Participants were asked to consider a hypothetical study in which they were asked to complete three activities (queried independently), and rate how long in days they would be willing to complete each activity, for a maximum of 100 days (see Textbox 1 for full questions): (1) daily assessments of cognition; (2) wear and charge an air quality or pollution sensor; and (3) wear and charge a GPS location sensor.

Textbox 1. Questions posed to participants in regard to three data collection activities (ie, cognitive assessments, air quality sensing, GPS location sensing).

Question

Imagine a study, where you were asked to complete daily assessments of your cognition, via short "“brain games"” or "“mini-video games"”. For how many days might you be willing to complete these assessments (up to 100 days d)?

Imagine a study, where you were asked to wear an air pollution sensor daily, clipping it to a work bag or to your clothing. For how many days might you be willing to wear and charge this device (up to 100 days d)?

Imagine a study, where you were asked to wear a GPS location sensor daily, clipping it to a work bag or to your clothing. For how many days might you be willing to wear and charge this device (up to 100 days d)?

Paired sample t tests were conducted to assess the differential willingness to share data from these three critical data streams, each previously implicated in cognitive health research (ie, mobile cognitive assessments, location data (GPS), and ambulatory air quality monitoring). On average, people were willing to complete ambulatory cognitive assessments for 56.7 (SD 36.2) days, air quality monitoring for 58.1 (SD 37.7) days, and GPS location monitoring for 37 (SD 39.0) days. Comparing mobile cognitive assessments and air quality monitoring—participants were willing to complete each for a similar period of time (ie, mean difference of approximately 1.4 d; t1488=−1.44; P=.14). Upon comparing mobile cognitive assessments and GPS location monitoring, participants were willing to complete cognitive assessments for close to 20 more days than GPS location monitoring (ie, mean difference of approximately 19.7 d; t1483=−17.89; P<.001). Comparing mobile air quality monitoring and GPS location monitoring – participants were willing to complete air quality monitoring for close to 21 more days than GPS location monitoring (ie, mean difference of approximately 21 days; t1483=−20.65; P<.001).

RQ3: What Do People Expect From Their Data?

Participants were asked: “Please select the types of control you expect to have over the data submitted as part of a research study” Among the data control and sharing aspects assessed, 1042 (70%) participants were most interested in the ability to delete all their contributed research data, followed by the ability to select specific data streams for deletion (65%, 960) and deleting a specific moment in time (44%, 653). Respondents were least interested in the ability to share data with their insurance providers and caregivers (n=453, 30% and n=384, 25%, respectively; Figure 3).
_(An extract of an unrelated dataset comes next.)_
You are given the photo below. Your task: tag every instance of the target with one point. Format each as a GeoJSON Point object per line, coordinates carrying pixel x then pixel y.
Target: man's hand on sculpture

When asked “Please rate how comfortable (5-point scale, from extremely comfortable to extremely uncomfortable) you would feel about each of the following situations related to your hypothetical data,” participant responses varied by data usage scenario (see Figure 4): (1) data used only for the purpose of the original study; (2) data used to develop algorithms; (3) data used by outside institutions collaborating on this research; (4) data used indefinitely for purposes unknown today; (5) data used to identify the participant; (6) data used to solve a public health problem; (7) data used to develop therapies and diagnoses. Unsurprisingly, participants were mostly uncomfortable with reidentification and with data being used for unspecified future purposes.. Respondents were mixed in regard to data being used by external collaborations. Participants were mostly comfortable with data being used for the original purpose, to develop therapies and diagnoses, and for algorithm development.

Figure 3. Respondents’ expectations for data controls as it relates to research.
Figure 4. Proportion of sample respondents reporting their comfort levels with various aspects of data usage. The x-axis categorizes different data usage aspects. The y-axis represents the proportion of respondents. Responses range from “Extremely uncomfortable” to “Extremely comfortable,” indicated by different shades of gray.

Summary of the Findings

RQ1: What Data Are People Willing to Contribute?
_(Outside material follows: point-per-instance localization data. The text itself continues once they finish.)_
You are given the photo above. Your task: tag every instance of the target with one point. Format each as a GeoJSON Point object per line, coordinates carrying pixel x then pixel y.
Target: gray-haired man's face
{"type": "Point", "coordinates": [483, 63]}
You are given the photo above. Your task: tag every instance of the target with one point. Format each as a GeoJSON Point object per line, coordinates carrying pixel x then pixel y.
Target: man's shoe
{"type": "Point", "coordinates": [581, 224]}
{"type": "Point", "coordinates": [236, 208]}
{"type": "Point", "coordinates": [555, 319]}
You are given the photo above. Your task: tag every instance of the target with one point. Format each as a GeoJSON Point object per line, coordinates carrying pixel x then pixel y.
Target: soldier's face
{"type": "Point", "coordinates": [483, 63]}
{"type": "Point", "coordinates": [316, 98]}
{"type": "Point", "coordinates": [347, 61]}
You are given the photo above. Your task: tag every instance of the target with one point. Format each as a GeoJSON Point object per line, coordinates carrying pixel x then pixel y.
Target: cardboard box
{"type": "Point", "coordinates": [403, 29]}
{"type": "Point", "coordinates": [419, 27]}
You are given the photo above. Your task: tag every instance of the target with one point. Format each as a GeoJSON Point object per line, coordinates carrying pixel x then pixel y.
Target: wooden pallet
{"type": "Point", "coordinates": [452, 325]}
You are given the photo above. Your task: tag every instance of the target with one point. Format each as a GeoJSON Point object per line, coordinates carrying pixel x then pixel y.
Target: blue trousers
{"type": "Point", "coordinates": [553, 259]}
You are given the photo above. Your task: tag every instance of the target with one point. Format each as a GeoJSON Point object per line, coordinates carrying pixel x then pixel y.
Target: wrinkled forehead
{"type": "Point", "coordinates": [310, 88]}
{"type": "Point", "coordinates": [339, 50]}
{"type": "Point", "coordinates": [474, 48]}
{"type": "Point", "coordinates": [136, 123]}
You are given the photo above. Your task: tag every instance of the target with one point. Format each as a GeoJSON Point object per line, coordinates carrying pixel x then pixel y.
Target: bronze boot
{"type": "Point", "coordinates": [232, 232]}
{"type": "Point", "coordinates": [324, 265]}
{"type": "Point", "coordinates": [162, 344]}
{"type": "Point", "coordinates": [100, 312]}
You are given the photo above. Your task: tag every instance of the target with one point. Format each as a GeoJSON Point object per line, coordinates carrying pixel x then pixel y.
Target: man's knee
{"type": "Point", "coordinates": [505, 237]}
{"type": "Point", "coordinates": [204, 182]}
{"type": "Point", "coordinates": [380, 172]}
Overall, participants were most willing to share data streams that have clear health implications (eg, activity sensor, heart rate monitors, air quality monitors) and least willing to share sensitive data streams (eg, GPS locations, driver/passenger-facing dashcam footage, Google search history). Participants were most willing to share data from active data collection activities and were least willing to share passive data streams (eg, sensors, metadata). People’s willingness to share data that has obvious health implications replicates prior findings in this area [4] and underscores the necessity of education on the relevance of each data stream to health outcomes, if it is to be considered and adopted by research participants.
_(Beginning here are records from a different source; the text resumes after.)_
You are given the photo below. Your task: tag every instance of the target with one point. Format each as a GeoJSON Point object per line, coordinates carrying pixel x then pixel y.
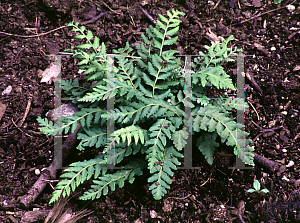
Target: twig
{"type": "Point", "coordinates": [20, 128]}
{"type": "Point", "coordinates": [148, 16]}
{"type": "Point", "coordinates": [251, 79]}
{"type": "Point", "coordinates": [273, 10]}
{"type": "Point", "coordinates": [27, 199]}
{"type": "Point", "coordinates": [95, 18]}
{"type": "Point", "coordinates": [269, 165]}
{"type": "Point", "coordinates": [41, 34]}
{"type": "Point", "coordinates": [26, 112]}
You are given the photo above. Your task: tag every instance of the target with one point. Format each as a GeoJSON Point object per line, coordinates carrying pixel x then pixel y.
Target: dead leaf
{"type": "Point", "coordinates": [50, 73]}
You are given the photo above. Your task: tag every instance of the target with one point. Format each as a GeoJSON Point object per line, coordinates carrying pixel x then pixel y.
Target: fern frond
{"type": "Point", "coordinates": [102, 184]}
{"type": "Point", "coordinates": [79, 172]}
{"type": "Point", "coordinates": [211, 118]}
{"type": "Point", "coordinates": [162, 170]}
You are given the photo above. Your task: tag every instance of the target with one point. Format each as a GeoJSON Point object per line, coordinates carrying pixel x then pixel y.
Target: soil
{"type": "Point", "coordinates": [212, 194]}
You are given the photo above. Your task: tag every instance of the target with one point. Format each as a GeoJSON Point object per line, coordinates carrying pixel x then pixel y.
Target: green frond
{"type": "Point", "coordinates": [149, 109]}
{"type": "Point", "coordinates": [211, 118]}
{"type": "Point", "coordinates": [102, 184]}
{"type": "Point", "coordinates": [163, 171]}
RQ2: How Long Are People Willing to Contribute Critical Data Streams?

On average, participants are willing to share data for up to 37 days, though this varied by data stream assessed. Willingness to share GPS location data was lowest, highlighting participant privacy concerns associated with data that may be more sensitive or identifiable, as was seen with the Strava data leak [6]). In contrast, daily cognitive assessments and ambulatory air quality monitoring, were similarly endorsed, further supporting engagement with data streams with clear health implications.

RQ3: What Controls and Feedback Do People Expect From Their Data?

Most participants endorsed the desire to delete all or specific streams of research data contributed by them. Although these data-related protections are required as per IRB regulations, most digital health technologies used for research do not necessarily have a straightforward method using which a person may delete their contributed data. This often requires a direct communication with the research group and a manual backend process. Future iterations of app- and cloud-based digital health technologies may want to consider affording the data provider (ie, the participant) more control over their data, including ways to download, remove data as desired, as well as mechanisms by which they can easily share data with key stakeholders in their life (eg, family or physician). Google Takeout is a platform through which Google account users can export all data originating from Google applications. In this study, only 14% individuals were aware of this tool, highlighting the need for data sharing education. Regarding various data usage scenarios, participants were mostly uncomfortable with unknown data use scenarios and reidentification, and comfortable with data being used to develop therapies and diagnoses, especially for the original purpose. Interestingly, participants reported mixed responses about their ratings of comfort, in regard to data being used by external collaborators. These findings highlight the importance of being transparent with participants on the various ways the data are being used—as not all data use scenarios are seemingly acceptable.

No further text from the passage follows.